University of Chicago Students Call On Anti-Israel Prof Mearsheimer to Retire
I’m not sure why a book titled “The Israel Lobby and U.S. Foreign Policy” should have to address Turkish or Irish lobbies since it is not presented as an overview of such matters or how failure to do so means such a book posits that only Jews have dual loyalties.
I understand that there is a great deal of attention paid to the Jewish lobby within the U.S. and that within Islam and the political Left, there is little doubt of the lack of context and proportion Israel receives compared to much higher casualties in other nearby conflicts. The West receives this decontextualization itself as one has to delve past the European Crusaders to the Ottoman Crusaders to finally get to the real Crusaders, which was Islam itself so I understand the hypocrisy since Muslim whitewash history to suit their egos and agenda.
Shoddy scholarship and agendas aside, I’m not sure if it’s good to start criticizing books based on what they don’t write about unless that context is begging within the context of the book itself. One also wonders whether this book is an example of what came first, the chicken or the egg, since it’s large advance is clearly based on the said distorted interest on Israel, the type of interest a book about the Kurds would never command and so the “urban myth” continues. But news and what constitutes news in not anti-Semitism.

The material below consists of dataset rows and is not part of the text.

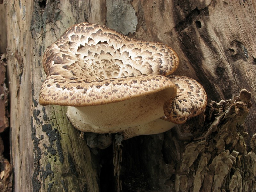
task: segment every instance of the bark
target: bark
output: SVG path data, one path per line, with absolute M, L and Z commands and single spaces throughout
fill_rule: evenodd
M 249 113 L 248 99 L 235 97 L 256 90 L 256 3 L 201 1 L 4 0 L 14 191 L 255 190 L 255 99 Z M 198 81 L 209 103 L 205 116 L 164 133 L 90 149 L 65 107 L 38 104 L 42 56 L 74 24 L 115 26 L 127 15 L 130 28 L 114 29 L 174 49 L 174 74 Z

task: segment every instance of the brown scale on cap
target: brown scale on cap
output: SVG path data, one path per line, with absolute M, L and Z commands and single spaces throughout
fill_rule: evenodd
M 173 123 L 182 123 L 205 108 L 206 94 L 198 82 L 165 76 L 179 64 L 172 49 L 130 38 L 106 26 L 72 26 L 47 47 L 43 63 L 47 76 L 40 103 L 70 106 L 68 116 L 83 131 L 127 130 L 131 133 L 127 138 L 155 134 L 163 132 L 152 131 L 161 126 L 163 120 L 156 120 L 159 118 L 165 115 Z M 78 116 L 80 119 L 76 120 Z M 93 116 L 99 116 L 92 120 Z

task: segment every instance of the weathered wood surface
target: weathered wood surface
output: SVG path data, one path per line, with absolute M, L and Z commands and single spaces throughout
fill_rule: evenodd
M 42 107 L 38 103 L 38 98 L 42 81 L 45 77 L 42 59 L 46 47 L 73 24 L 88 21 L 110 25 L 113 21 L 107 17 L 107 9 L 114 7 L 116 4 L 113 2 L 118 1 L 4 0 L 7 13 L 14 191 L 63 191 L 68 189 L 69 191 L 86 189 L 104 191 L 114 188 L 111 180 L 114 178 L 110 167 L 112 156 L 108 153 L 112 150 L 95 150 L 99 153 L 92 154 L 67 119 L 65 108 Z M 252 92 L 252 105 L 244 124 L 249 134 L 249 144 L 256 129 L 253 96 L 256 91 L 256 2 L 252 0 L 244 3 L 231 0 L 119 1 L 125 5 L 112 9 L 116 12 L 112 17 L 117 14 L 120 16 L 116 20 L 123 19 L 124 12 L 131 10 L 125 8 L 126 6 L 132 6 L 135 11 L 130 11 L 129 14 L 137 18 L 136 31 L 128 35 L 163 42 L 173 48 L 179 55 L 180 63 L 175 74 L 199 81 L 206 91 L 209 102 L 233 98 L 243 88 Z M 131 16 L 133 18 L 134 15 Z M 121 21 L 116 21 L 118 22 Z M 246 111 L 245 104 L 241 105 L 236 107 Z M 243 119 L 247 113 L 242 113 L 238 120 Z M 207 116 L 209 117 L 209 114 Z M 203 129 L 208 127 L 203 128 L 199 124 L 194 124 L 192 134 L 190 130 L 185 127 L 181 129 L 182 134 L 176 129 L 164 134 L 139 137 L 124 142 L 123 170 L 121 168 L 120 176 L 124 190 L 186 191 L 196 190 L 201 185 L 201 188 L 213 188 L 220 185 L 221 188 L 229 188 L 239 191 L 235 188 L 241 182 L 244 188 L 243 188 L 249 189 L 248 191 L 255 187 L 254 152 L 246 151 L 243 142 L 239 148 L 236 148 L 238 146 L 228 145 L 225 142 L 228 137 L 222 139 L 224 142 L 220 146 L 212 149 L 214 152 L 210 153 L 210 157 L 207 151 L 209 140 L 194 138 L 200 134 L 202 136 Z M 236 127 L 230 128 L 244 137 L 246 134 L 243 134 L 242 128 Z M 222 130 L 216 130 L 218 134 Z M 239 140 L 240 137 L 236 138 Z M 212 140 L 217 143 L 221 137 L 210 139 L 217 140 Z M 254 143 L 254 140 L 252 141 Z M 196 157 L 196 154 L 192 153 L 188 158 L 194 158 L 195 160 L 189 164 L 182 160 L 187 159 L 187 152 L 193 148 L 199 148 L 195 150 L 199 152 L 199 155 Z M 227 162 L 229 163 L 228 167 L 221 166 Z M 182 163 L 184 166 L 180 166 Z M 227 171 L 225 176 L 222 175 L 223 182 L 214 180 L 214 175 L 217 175 L 214 169 L 216 164 L 220 169 Z M 247 176 L 241 173 L 249 170 L 247 167 L 250 166 L 252 166 L 252 171 L 246 172 Z M 203 173 L 208 177 L 204 178 Z M 239 174 L 242 178 L 249 178 L 250 185 L 239 180 Z M 230 180 L 227 179 L 228 176 L 231 177 Z M 203 184 L 199 184 L 200 182 Z M 218 185 L 207 186 L 213 182 Z
M 93 8 L 101 3 L 97 1 L 5 2 L 15 191 L 99 190 L 97 159 L 68 121 L 65 108 L 38 102 L 44 50 L 85 13 L 92 22 L 104 20 Z

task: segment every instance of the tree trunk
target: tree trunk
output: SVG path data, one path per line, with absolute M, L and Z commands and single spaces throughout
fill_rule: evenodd
M 235 97 L 243 88 L 256 91 L 254 1 L 29 1 L 4 0 L 14 191 L 256 190 L 255 99 L 245 91 Z M 38 100 L 46 48 L 85 21 L 173 48 L 174 75 L 206 90 L 205 115 L 121 146 L 90 148 L 65 107 Z

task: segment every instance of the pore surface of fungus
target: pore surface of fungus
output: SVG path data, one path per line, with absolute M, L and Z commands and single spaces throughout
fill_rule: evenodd
M 76 25 L 46 49 L 39 102 L 68 106 L 72 124 L 84 132 L 121 132 L 125 139 L 162 132 L 206 106 L 198 82 L 165 76 L 178 63 L 163 44 L 97 24 Z

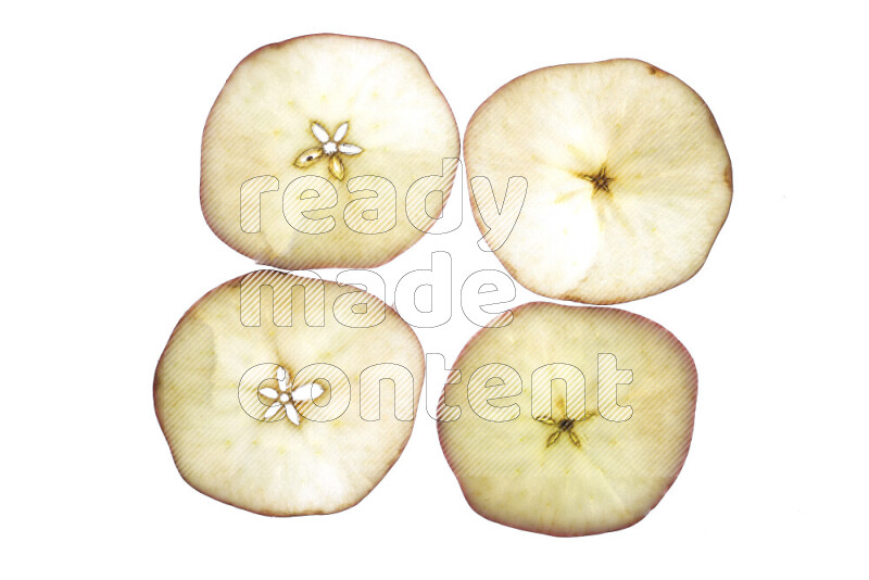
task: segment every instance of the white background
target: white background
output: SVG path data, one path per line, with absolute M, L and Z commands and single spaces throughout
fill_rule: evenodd
M 4 4 L 2 576 L 860 573 L 867 14 L 831 1 L 489 5 Z M 239 60 L 318 31 L 412 48 L 463 131 L 522 73 L 616 56 L 673 73 L 715 113 L 730 217 L 694 279 L 624 306 L 672 331 L 701 378 L 684 469 L 637 526 L 554 539 L 482 519 L 421 412 L 394 468 L 341 514 L 256 516 L 178 476 L 153 413 L 156 361 L 188 306 L 255 267 L 202 218 L 202 126 Z M 378 269 L 388 292 L 434 250 L 453 255 L 456 300 L 469 273 L 500 267 L 476 249 L 464 196 L 451 200 L 461 230 Z M 532 299 L 519 288 L 514 304 Z M 446 327 L 418 332 L 448 363 L 474 332 L 454 304 Z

However the unholy interest the U.N. shows in Israel IS clearly wrong since there is little sense of proportion or context in this regard though I think a stronger case can be made there for success-hatred typical of Leftist Critical Pedagogues rather than Jew-hatred.
What you have in the end is truth and truth and it is important to be clear what the issues are and not drag in other non sequiturs by pure suction.
As for regional hegemony, the “success” of the Israeli lobby mirrors the importance of Israel as an aircraft carrier in the middle east during the Cold War but above that I give you oil to explain the geographic discontinuity.